The Irish Congress of Trade Unions has rejected claims that its officers have acted contrary to its own policy by calling for a Yes vote in the referendum on the Amsterdam Treaty.
The general secretary of Congress, Mr Peter Cassells, and other senior officers have called for a Yes vote in recent weeks. This followed a unanimous ICTU executive decision to back the treaty.
However, in 1995 the ICTU's biennial conference approved a motion stating that it instructed its executive to hold a special delegate conference as soon as possible after the Amsterdam Treaty was signed to decide Congress policy on it.
The motion, from the Cork Operative Butchers Society, expressed concerns about the possible implications a new treaty would have for Irish neutrality as well as the social and economic effects on Irish workers.

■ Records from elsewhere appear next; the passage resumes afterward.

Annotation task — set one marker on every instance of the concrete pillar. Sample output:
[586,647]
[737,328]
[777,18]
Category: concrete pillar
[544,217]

The proposers of the motion complained earlier this month when Congress officials began calling for a Yes vote without holding a special delegate conference. However, a reply sent by the ICTU to the proposers is understood to have rejected the complaint.
"Under the constitution of Congress, the convening of a special delegate conference is a matter for decision by the Executive Council," the letter is understood to have said. "Consequently, motions which seek to instruct the Executive Council to convene such conferences are normally ruled out of order.
"However, as happened in relation to the 1995 motion you referred to, when the sponsoring union is prepared to accept that the motion is not binding on the Executive Council and amounts to a recommendation only, the union concerned is allowed to move the motion and have it debated on that clear understanding."